While I’m at it, I would also like to write with telepathy from the seat of my private jet while I get a neck massage from a Czech supermodel.

Writing when you’d rather not is one of the most important skills you can ever cultivate as a writer. Anyone can write when they’re feeling fine and the muse has just hit them between the eyes like a thunderbolt from Valhalla. But there will be days when every syllable is like a back-alley fistfight with a rabid hobo. That’s when your mettle really gets tested.

Any book, blog or seminar on writing advice will tell you to write every day, and with good reason. To me, the most important reason is this: every day that you write hones your craft just a little more. Every day that you don’t write dulls it just a little more. For most people, it dulls a lot faster than it hones. Go a week or a month without writing anything and you can practically hear the shriek of rusty gears grinding together.

Good habits are easy to build when there aren’t any obstacles in your path, but it’s an imperfect universe, and obstacles happen. In fact, obstacles are nigh-omnipresent. So what do you do when you’re sick, tired, or just plain hate the world, but you still want to get words down on the page?

The Stimulus Package

Let’s get the easy one out of the way. Stimulants! Imbibe caffeine in various forms. Take a vitamin pill. Drink a whole tumbler of orange juice. Some artificial stimulation can sometimes get you through the job, as long as it doesn’t further compromise your health.

Embrace the Delerium

Writers love to romanticize the image of the drunken author who composes his or her masterpieces while smashed. Why not do the same for the natural incoherence brought on by fatigue, sinus congestion, or having just chugged an entire bottle of Robitussin? So you couldn’t string a proper sentence together if someone put a gun to your face — they can bill you! Let your incoherence be your guide.
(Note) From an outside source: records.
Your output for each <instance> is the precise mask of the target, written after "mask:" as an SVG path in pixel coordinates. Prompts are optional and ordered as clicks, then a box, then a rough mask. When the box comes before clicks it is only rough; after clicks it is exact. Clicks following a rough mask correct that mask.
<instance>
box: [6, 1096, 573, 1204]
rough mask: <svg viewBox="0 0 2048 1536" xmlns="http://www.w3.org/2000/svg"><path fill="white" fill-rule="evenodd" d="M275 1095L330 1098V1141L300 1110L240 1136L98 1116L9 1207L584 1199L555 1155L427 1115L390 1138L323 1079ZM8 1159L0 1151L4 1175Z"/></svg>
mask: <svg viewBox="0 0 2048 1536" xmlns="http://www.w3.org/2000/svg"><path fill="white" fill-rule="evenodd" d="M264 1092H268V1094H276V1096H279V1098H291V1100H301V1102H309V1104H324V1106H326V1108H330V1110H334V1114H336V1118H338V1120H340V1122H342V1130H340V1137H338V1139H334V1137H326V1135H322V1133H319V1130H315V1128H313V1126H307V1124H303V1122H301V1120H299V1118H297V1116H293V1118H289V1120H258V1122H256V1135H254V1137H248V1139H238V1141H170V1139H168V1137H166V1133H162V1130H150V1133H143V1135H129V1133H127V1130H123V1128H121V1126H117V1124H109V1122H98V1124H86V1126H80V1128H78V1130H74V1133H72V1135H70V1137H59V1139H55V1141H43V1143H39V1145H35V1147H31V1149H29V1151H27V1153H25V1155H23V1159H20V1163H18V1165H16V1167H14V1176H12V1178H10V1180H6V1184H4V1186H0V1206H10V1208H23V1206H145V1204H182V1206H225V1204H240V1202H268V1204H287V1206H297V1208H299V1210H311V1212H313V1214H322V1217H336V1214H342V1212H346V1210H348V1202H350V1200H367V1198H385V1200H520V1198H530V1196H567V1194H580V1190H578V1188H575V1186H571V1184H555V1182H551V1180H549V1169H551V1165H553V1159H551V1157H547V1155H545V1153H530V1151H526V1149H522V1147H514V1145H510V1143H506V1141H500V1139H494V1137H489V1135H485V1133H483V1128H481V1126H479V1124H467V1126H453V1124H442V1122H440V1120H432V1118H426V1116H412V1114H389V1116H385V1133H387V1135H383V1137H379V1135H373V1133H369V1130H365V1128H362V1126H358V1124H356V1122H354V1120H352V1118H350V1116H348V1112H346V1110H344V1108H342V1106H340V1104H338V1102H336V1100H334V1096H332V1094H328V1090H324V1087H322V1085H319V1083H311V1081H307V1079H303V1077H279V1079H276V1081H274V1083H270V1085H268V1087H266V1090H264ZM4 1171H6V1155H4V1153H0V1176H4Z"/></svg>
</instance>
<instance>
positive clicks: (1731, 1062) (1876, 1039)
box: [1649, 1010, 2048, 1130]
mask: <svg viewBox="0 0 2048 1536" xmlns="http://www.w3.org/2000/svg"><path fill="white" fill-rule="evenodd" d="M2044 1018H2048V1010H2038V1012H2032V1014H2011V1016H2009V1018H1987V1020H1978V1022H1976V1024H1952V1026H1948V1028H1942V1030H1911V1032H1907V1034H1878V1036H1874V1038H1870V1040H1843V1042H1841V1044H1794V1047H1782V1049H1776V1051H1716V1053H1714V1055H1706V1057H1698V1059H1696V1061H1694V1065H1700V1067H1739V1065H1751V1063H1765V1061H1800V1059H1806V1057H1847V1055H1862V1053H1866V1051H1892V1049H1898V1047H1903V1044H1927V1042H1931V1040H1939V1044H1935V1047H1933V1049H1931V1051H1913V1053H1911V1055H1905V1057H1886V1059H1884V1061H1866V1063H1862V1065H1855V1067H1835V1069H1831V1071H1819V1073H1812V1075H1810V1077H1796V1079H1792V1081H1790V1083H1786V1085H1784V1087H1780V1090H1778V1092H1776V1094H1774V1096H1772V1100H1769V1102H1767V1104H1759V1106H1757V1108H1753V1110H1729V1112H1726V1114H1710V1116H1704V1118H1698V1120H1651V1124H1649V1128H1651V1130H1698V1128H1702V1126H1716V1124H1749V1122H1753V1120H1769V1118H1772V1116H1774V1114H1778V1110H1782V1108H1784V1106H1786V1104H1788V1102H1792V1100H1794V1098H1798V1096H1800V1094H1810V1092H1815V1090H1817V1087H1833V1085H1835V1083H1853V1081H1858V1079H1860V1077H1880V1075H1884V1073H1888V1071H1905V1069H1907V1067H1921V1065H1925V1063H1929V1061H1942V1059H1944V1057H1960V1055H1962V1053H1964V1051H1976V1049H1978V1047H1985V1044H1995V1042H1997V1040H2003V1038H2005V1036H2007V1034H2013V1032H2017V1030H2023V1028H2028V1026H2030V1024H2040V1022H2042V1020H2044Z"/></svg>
Write whatever comes to your poor addled brain. Freewrite like an escapee from a mental ward. Some of it might end up far more usable than you think.

Shake it Up

If your condition (and your conscience) won’t allow you to work on your chosen masterpiece while half-dead, work on something else. Start something new and impractical. Try your hand at dirty haiku. You may not create anything deathless, but writing is writing. That thing I said last time about giving yourself permission to suck? That goes double for when you’re sick.

Work it In

Say, have you got a chapter where one of your characters just took a dart full of dimethyltryptamine to the face, or drank Windex till he saw a UFO? Well, would you like one? Nothing gives you perspective on being sick, tired, or full of hate than actually being those things. Now’s your chance to get those feelings down on the page. It’s not death’s door, it’s research!

Throw it Out

A lot of writers I know loathe tossing out anything they write. Their words are like their precious babies, the nectar of their very soul. Why not take a sick day from your well-manicured neurosis? Rattle off a freewrite and then shred it. Bang out a wild, incoherent blog post and then delete it. Fall deeply out of love with your words for one day. Meditate on impermanence while you listen to The Cure’s Disintegration at top volume. Turn your vitriol on your own work. You can kiss and make up tomorrow.

Just Do a Half-Assed Job

Accept that what you’re writing now probably won’t be your best, and possibly in the running for your worst. Just remember that it’s still better than nothing. Earn some street cred with yourself. Make this your war story. Sure, you might look at what you wrote a few days from now and toss it out in disgust. Then again, maybe not. But either way, you put pen to paper or butt to chair and did it, even when you didn’t want to. Go you. Pound it. High five. Okay, well maybe later.

This one goes out to my good friend Tracy McCusker, who is on the mend. Feel better, Tracy.